Un mois après sa visite controversée au mémorial de Yasukuni, symbole de l’impérialisme nippon, le Premier ministre japonais, Shinzo Abe a récidivé en comparant les tensions actuelles entre son pays et la Chine à la rivalité entre l’Allemagne et la Grande-Bretagne avant la Première Guerre mondiale, une comparaison que les dirigeants chinois ont peu appréciée.
Shinzo Abe a rappelé qu’il y a cent ans, les deux grandes puissances, commerçaient abondamment au moment où elles sont entrées en guerre. Comme la Chine et le Japon commercent aujourd’hui.
Ce à quoi un porte-parole du ministère chinois des Affaires étrangères a répliqué en déclarant que «les dirigeants japonais ont une vision erronée de l’Histoire. Il serait préférable de commenter ce que le Japon a fait à la Chine avant la guerre et dans l’Histoire récente, plutôt que de faire des allusions aux relations entre la Grande-Bretagne et l’Allemagne».
Les rapports entre les deux pays ne sont certainement pas au beau fixe. Au contraire, ils ne cessent de se dégrader à cause du conflit territorial autour des îles Senkaku-Diaoyu.

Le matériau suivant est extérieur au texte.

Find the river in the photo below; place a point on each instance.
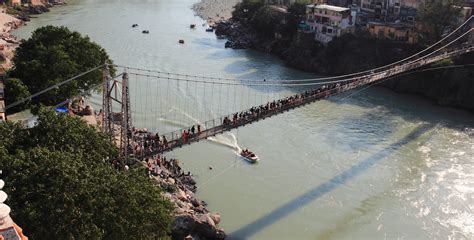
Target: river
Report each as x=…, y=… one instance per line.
x=366, y=165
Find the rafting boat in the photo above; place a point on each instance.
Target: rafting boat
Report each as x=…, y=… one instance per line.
x=249, y=156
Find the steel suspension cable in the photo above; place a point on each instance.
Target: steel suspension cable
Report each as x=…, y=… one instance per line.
x=333, y=77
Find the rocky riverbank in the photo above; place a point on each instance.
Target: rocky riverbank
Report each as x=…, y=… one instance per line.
x=192, y=219
x=215, y=11
x=12, y=18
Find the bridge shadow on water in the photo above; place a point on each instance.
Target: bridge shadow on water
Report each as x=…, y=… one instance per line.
x=276, y=215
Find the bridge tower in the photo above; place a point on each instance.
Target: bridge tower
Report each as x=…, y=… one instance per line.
x=117, y=124
x=126, y=123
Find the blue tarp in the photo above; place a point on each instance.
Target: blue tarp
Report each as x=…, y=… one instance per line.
x=62, y=109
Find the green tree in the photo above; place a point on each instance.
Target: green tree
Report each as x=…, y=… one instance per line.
x=438, y=18
x=54, y=54
x=266, y=20
x=15, y=90
x=62, y=186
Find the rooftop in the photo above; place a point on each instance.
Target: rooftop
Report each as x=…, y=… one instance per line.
x=392, y=24
x=329, y=7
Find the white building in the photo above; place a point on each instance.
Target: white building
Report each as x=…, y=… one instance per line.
x=328, y=21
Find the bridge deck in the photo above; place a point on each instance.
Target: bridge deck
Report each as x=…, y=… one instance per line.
x=217, y=126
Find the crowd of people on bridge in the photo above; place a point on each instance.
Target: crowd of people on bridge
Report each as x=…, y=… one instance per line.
x=146, y=143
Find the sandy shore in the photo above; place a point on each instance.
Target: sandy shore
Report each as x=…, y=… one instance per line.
x=8, y=42
x=214, y=11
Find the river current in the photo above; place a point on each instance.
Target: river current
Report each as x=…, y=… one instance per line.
x=370, y=164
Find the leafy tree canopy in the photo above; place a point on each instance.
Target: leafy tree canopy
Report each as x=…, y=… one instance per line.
x=54, y=54
x=61, y=185
x=15, y=90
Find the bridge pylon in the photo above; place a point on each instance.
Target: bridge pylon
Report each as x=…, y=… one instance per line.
x=126, y=123
x=117, y=124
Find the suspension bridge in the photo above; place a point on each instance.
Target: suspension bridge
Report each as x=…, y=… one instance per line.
x=182, y=100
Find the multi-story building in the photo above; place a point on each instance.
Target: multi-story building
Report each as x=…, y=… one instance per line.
x=288, y=2
x=397, y=31
x=327, y=21
x=389, y=10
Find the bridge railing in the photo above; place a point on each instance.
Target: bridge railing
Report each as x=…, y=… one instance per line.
x=216, y=126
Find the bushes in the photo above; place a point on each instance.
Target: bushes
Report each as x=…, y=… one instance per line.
x=61, y=185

La tension entre les deux voisins monte d’un cran chaque fois que l’un des deux protagonistes plonge dans les mots ou les actes de provocation.
C’est le cas lorsque le Premier ministre japonais qui intervenait à la 44e édition Forum économique mondial de Davos, a saisi l’occasion pour adresser un avertissement à peine voilé à Pékin et à son « expansion militaire ».
Si « la paix et la stabilité venaient à être troublées en Asie », a-t-il mis en garde, « les conséquences pour le reste du monde seraient désastreuses ».
Pour le moment la tension entre les deux puissances asiatiques se limite à une guerre des mots et à des actes provocateurs, mais le pire est à craindre.

Thomas Haeflin
Journaliste, Blogueur basé à Bâle en Suisse. Expert dans la politique, Gouvernement et Économie.
http://enjeux.info

One thought on “Le ton monte entre Tokyo et Pékin”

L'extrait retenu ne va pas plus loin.